BUILDINGS - Smarter Facilities Management

02/02/2015

3 Reasons to Switch to Tankless Water Heating

Secure energy, space, and lifecycle savings

By Jennie Morton

 
Tankless Water Heater

If a steady supply of hot water is needed for your business operations, it may be time to ditch your old water heater. A tankless water heater will secure energy savings while delivering all the hot water your business needs to stay afloat.

Key Advantages
Tankless water heaters run on electricity or gas and can supply hot water for a variety of end uses, including showers, dish washers, laundry machines, lavatory faucets, and kitchen sinks. They are suitable for any commercial setting that has high water demands, even if those periods are intermittent.

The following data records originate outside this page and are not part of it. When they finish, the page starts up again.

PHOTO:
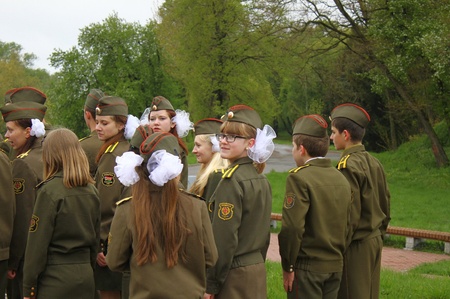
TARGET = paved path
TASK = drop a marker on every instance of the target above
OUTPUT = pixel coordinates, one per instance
(391, 258)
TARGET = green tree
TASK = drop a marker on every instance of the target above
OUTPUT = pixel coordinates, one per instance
(120, 58)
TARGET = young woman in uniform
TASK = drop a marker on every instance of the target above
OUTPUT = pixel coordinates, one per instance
(241, 208)
(25, 132)
(114, 127)
(65, 227)
(161, 234)
(206, 149)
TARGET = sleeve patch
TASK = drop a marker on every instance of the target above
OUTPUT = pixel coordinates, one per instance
(225, 211)
(19, 185)
(289, 200)
(34, 223)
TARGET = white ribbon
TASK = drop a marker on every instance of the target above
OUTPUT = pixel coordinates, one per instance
(264, 146)
(37, 128)
(125, 168)
(163, 167)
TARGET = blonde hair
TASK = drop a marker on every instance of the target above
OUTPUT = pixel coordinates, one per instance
(61, 151)
(217, 162)
(158, 220)
(244, 130)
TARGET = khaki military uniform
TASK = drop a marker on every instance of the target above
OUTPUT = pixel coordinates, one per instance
(111, 191)
(241, 208)
(91, 146)
(27, 170)
(62, 241)
(7, 213)
(315, 224)
(185, 280)
(370, 216)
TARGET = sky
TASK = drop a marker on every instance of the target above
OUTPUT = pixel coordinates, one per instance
(42, 26)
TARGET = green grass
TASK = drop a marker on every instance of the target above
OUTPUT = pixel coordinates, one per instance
(427, 281)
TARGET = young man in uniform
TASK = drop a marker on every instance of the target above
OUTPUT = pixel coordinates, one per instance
(316, 212)
(91, 144)
(370, 212)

“When a tankless heater fires up, it senses the temperature of the incoming water and a computer microprocessor determines the amount of energy that’s needed to deliver the water at the temperature setpoint and flow rate,” explains Michael Stebbins, president and founder of trutankless, a manufacturer.

The benefits of tankless extend far beyond longer showers – they will lower your water heating bill, ensure demand is always met, and free up space in your utility closet.

1) Avoid Down Time
For many businesses, having hot water for clients is part and parcel of the experience they provide – it’s a necessity that directly connects to the bottom line.

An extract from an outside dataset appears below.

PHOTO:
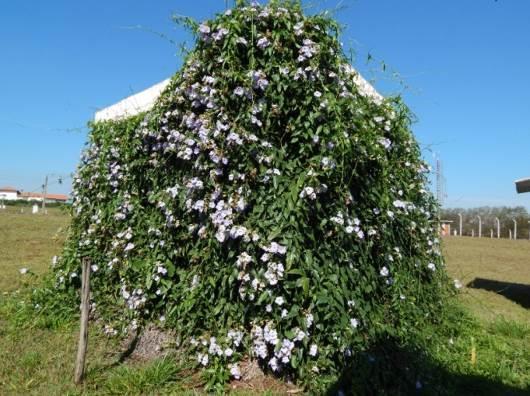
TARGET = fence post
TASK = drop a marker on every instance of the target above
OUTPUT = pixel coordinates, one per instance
(83, 331)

“If you don’t use a lot of hot water, tankless is simply nice to have. But if your demand is high and your business depends on hot water, you can’t afford to have down time if you run out,” says Ansley Houston, director of Rinnai’s Commercial Division, which distributes heaters.

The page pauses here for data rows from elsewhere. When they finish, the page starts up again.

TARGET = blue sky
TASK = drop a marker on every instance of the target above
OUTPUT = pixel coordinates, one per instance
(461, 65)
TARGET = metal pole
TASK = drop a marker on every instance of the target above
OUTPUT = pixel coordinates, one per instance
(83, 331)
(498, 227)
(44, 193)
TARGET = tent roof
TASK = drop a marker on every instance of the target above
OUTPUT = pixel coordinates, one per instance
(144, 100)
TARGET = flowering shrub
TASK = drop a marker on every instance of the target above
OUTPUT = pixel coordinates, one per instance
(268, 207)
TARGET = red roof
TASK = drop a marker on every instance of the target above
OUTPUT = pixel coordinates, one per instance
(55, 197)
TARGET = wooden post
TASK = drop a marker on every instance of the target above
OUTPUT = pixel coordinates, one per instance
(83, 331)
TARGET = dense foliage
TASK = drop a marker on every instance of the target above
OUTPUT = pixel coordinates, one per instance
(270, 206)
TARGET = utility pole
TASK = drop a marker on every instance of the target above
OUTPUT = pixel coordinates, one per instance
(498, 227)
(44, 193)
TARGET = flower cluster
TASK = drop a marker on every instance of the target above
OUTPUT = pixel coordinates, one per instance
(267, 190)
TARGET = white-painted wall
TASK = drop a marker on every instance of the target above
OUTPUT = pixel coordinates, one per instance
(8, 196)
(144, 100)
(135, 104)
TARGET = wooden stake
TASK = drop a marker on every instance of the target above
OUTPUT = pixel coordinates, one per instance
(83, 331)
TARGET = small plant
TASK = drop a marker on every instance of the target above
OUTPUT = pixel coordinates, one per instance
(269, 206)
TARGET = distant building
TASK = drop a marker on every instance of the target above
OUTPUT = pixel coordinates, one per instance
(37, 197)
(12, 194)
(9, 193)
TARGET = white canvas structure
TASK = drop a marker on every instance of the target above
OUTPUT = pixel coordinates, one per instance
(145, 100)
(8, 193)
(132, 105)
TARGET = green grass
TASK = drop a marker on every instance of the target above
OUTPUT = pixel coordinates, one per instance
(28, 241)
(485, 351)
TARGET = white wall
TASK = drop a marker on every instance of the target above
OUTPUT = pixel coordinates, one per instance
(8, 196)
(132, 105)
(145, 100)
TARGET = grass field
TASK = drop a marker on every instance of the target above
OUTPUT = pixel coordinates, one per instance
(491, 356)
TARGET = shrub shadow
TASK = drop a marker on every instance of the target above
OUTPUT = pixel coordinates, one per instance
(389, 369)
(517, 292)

Rather than being limited by the number of gallons your storage tank holds, tankless heaters provide an infinite amount of hot water. Think of settings such as a hotel, hair salon, or spa – customers walk away dissatisfied if they aren’t provided with services that depend on hot water. It can be equally disastrous for a restaurant to have to close their doors for health reasons if enough hot water isn’t available. Tankless technology ensures these scenarios are obsolete.

“You can also create redundancy by connecting multiple units on a rack,” explains Houston. “If one goes offline because of maintenance, your entire system won’t be compromised as other units can pick up the slack. If your water demand changes in the future, you can scale up or down accordingly.”

2) Conserve Energy
Tankless heaters only consume electricity when there is a need for hot water. Storage tanks, however, continuously use energy to keep a reserve of hot water.

Consider your facility’s peak times for hot water. In a school, there may be a rush after gym class for showers and a period over lunch for kitchen preparation, but otherwise how water needs are minimal. Then there are holiday and summer breaks when demand drops even lower. Every hour you aren’t using energy to heat water provides instant savings.